Should no further news come out over the weekend, the FBI investigation story is likely to just blow over. Analysis from FiveThirtyEight shows that prior to the news, Clinton held such a commanding lead that Trump has to win virtually every swing state in order to win the election. If there was to be political fallout, the more likely damage would be weakness for the Democrats in down ballot races. The latest update from PredictWise shows that the Clinton odds in the presidential race have edged down slightly, and a diminished probability that the Democrats would take control of the Senate. Since the Senate race margin in many states is only 1-2% points, a minor swing at the last week could dramatically alter the outcome. The Republicans are likely to retain control of the House. Arguably, such an outcome where the race tightens would be slightly equity bullish, as the market tends to prefer gridlock over the takeover of both the Presidency and Congress by any single party.
The stock market reaction on Friday was relatively muted. This chart from IndexIndicators shows that the index has been tested the bottom of a wedge and support held at 2120. In addition, breadth indicators show a mild oversold condition where the market has bounced in the past.

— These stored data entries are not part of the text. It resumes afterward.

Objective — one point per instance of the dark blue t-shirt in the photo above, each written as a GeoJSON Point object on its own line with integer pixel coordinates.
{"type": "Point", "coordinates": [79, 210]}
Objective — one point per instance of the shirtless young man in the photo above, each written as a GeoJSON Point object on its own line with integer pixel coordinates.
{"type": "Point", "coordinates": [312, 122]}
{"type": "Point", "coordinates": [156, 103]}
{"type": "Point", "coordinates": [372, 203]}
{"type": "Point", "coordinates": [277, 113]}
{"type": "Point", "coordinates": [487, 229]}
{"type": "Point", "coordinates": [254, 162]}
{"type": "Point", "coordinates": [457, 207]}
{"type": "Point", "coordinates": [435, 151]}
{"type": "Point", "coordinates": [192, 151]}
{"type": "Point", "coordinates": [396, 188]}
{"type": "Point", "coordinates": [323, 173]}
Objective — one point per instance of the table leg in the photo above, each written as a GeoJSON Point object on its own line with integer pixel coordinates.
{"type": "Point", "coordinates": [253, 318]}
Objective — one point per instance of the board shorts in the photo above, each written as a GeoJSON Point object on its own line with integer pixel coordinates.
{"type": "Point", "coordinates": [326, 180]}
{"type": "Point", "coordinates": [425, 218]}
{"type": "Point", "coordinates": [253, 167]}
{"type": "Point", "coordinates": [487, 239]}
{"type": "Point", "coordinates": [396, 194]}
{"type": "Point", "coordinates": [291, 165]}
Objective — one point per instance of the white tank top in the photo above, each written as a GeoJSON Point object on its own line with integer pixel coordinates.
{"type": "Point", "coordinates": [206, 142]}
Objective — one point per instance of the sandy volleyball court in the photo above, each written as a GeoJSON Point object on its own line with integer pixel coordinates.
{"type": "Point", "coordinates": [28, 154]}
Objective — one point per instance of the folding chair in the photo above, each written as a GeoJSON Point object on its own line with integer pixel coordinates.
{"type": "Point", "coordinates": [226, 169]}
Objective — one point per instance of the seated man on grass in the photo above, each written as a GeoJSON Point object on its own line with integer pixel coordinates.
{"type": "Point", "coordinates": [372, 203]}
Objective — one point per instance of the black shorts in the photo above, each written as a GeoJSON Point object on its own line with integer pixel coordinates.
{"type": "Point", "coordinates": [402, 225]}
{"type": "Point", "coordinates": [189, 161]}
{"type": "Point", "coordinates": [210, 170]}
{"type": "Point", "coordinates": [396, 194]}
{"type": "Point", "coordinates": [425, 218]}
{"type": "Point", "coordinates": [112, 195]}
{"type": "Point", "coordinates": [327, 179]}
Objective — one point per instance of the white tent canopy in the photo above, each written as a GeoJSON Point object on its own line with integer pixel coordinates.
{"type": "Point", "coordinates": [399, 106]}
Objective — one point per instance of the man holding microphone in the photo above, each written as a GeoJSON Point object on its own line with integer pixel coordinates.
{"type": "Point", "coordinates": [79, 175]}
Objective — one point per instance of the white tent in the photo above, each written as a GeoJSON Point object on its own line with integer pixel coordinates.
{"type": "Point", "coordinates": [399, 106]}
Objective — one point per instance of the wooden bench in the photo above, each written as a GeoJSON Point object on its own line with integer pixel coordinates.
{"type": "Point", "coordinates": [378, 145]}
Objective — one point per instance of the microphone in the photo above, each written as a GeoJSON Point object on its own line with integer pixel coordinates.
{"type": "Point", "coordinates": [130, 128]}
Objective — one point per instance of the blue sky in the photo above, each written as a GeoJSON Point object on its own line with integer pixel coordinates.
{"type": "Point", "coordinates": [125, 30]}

Similarly, the Fear and Greed Index has fallen to a level where the market has bottomed in the past, but could fall further.
In summary, the stock market weakened last week, first in response to higher interest rates, weaker than expected earnings results, and heightened political tail-risk from an FBI investigation of Clinton emails. I have shown that higher rates translate to higher growth, which is equity bullish, earnings results are still better than historical expectations, and political tail-risk is likely to diminish. The market fell but the decline was arrested at a key support level.
My inner investor remains constructive on the equity market outlook. My inner trader is bullish, but nervously watching support levels and sentiment readings.